Uscirono insieme sul pianerottolo: ora si vedeva il pallore opaco, di avorio, di quel volto trentenne e gli occhi di un nero cupo, torbido, di carbone, con qualche cosa di claustrale, dentro. La mano bianca e grassa della signora si arrotondò mollemente sulla chiave. Il quartino era piccolo, ma luminoso, gaio, come se fosse nel sole dell'aperta campagna. Il salottino aveva un mobilio di tela stampata, grigio e rosa, molto carezzevole alla vista: lo specchio era ovale con una cornice di legno, intagliato; una dormeuse, lunga e bassa, era distesa presso il balcone, innanzi a cui pendevano delle tendine larghe, di mussola ricamata, molto fitta: senza bracciuoli, a pieghe profonde, esse trascinavansi per terra.
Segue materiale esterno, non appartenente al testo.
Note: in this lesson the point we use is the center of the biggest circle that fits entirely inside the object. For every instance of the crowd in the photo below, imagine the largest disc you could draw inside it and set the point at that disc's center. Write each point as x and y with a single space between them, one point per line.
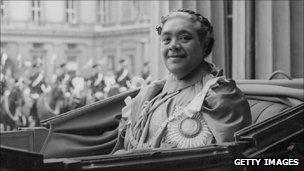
30 99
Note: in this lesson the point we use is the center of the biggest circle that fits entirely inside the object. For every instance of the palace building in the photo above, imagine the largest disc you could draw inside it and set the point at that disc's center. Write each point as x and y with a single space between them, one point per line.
252 38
Una grande raggiera di fotografie era disposta bizzarramente sul muro, come se vi fossero state buttate a caso: un tavolincino da scrivere, minuscolo, su cui era appoggiata una cornice da fotografia, di felpa rossa, senza ritratto. La stanza da letto aveva un mobilio di raso in lana azzurro-pallido, una coltre simile sul lettuccio, velata da un largo merletto bianco; la toletta era tutta di mussola bianca ricamata, con fiocchi di nastro azzurro; l'armadio era a specchio; e alla finestra, oltre le molli tendine che trascinavansi sul suolo, ai vetri erano attaccate certe cortinette di seta azzurrina, a flotti, a ondatine.
«Vi è anche un gabinettino da toletta,» mormorò la signora, senza sorridere.
«Non si voglia incomodare» soggiunse l'altro.
«No, no, voglio farvelo vedere: è importante, ha una porta sulla scala.»
La signora, con quel suo viso corretto, un po' grosso, un po' impastato, come quello di certe teste antiche romane, non chinò neppure gli occhi sul lavabo di marmo, dai cui bastoni di legno giallo pendevano gli asciugamani spiegati: aprì una porticina, dava di nuovo sul pianerottolo, era la terza porta: quel quartino di due stanze e mezzo aveva due ingressi liberi.
«È una casa comodissima,» soggiunse ella semplicemente, guardandosi una mano e soffregandola per farla diventare più bianca. Nel suo vestito nero, dalle pieghe statuarie, con la pallida e quieta faccia di matrona romana ella imponeva rispetto. L'onorevole Sangiorgio le parlò come a una gran signora.
«Il quartino è un po' troppo elegante, per me,» disse. «Mi piace molto, ma sono pochissimo esigente.»
«Oh!» fece la signora, quasi non ci credesse, con una lusinghiera intonazione di cortesia.